On why she’s playing hockey in that “Heat Wave” video
Because it’s “Heat Wave”; it’s hot. That was actually just because it was funny. It’s ice and heat. And it was long, so we did a long song with the long, intense video. “Pristine”, we were in a bit of a jam and in a rush, so we did a lyric video. Same with “Full Control”, both were really fast fixes for music videos. But for “Heat Wave”, I was like, “Well, hold on. Let’s make this a big thing.” [I miss hockey] all the time. I’ll wake up in the middle of the night after having some dream like in overtime I will miss the final shot. My stress dreams have reverted back to hockey, which is kind of funny. It’s just Mighty Ducks, but starring me every night.
I played hockey for many years, and there were teams that would have a girl or two on it. But there were teams that didn’t. I definitely went through some shit. I didn’t really have interest in just being one of the guys. I just wanted to sharpen my blade and perfect my sport. Just like everything else in my life, I was really obsessive about being strong and good. I felt more like they were in my way. I felt like I was always expected to force my way to the front and prove myself all the time when other people didn’t have to. There’s a genuine constant lack of respect.
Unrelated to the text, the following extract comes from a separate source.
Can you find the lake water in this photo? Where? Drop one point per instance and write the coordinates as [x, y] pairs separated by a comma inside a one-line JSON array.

I think [music’s] completely different. I choose who I surround myself with at all times; I do everything my way. With music, I’m really my own boss. I don’t feel like I’m having to pull myself up or having to work twice as hard to prove myself. I just work hard. Hockey, I was just always having to get past something. I feel like I have a lot of say [in my music career], and it’s just my path that I’ve carved. If there’s a path, it’s mine. It’s my path. It’s not someone else’s that I’m trying to carve around. Hockey, I was always working under someone else. If the coach was a jerk, then the coach was a jerk and I was effed. I’d just have to deal with a sexist coach or just a bunch of sexist boys. But if there was a sexist in my midst now, they’d be long gone. If we have problems, they don’t stay around.
On other pleasures success has provided
There are some aspects of doing this that have been so exciting. Everything that I’ve done with fashion has been really fun for me. It’s been great delving into that. I love it. That’s my favorite part right now. I’ve always really loved fashion. I love getting my hair and makeup done. I just love putting on these insane, beautiful outfits. I feel like I’ve gotten really comfortable in front of a camera. It feels really fulfilling to me. Music is fulfilling, but I’ve always just loved fashion. It’s a nice “other” thing. I feel like a multifaceted person. Put a little hockey into the music video, a little bit of fashion on the side, and music in the center.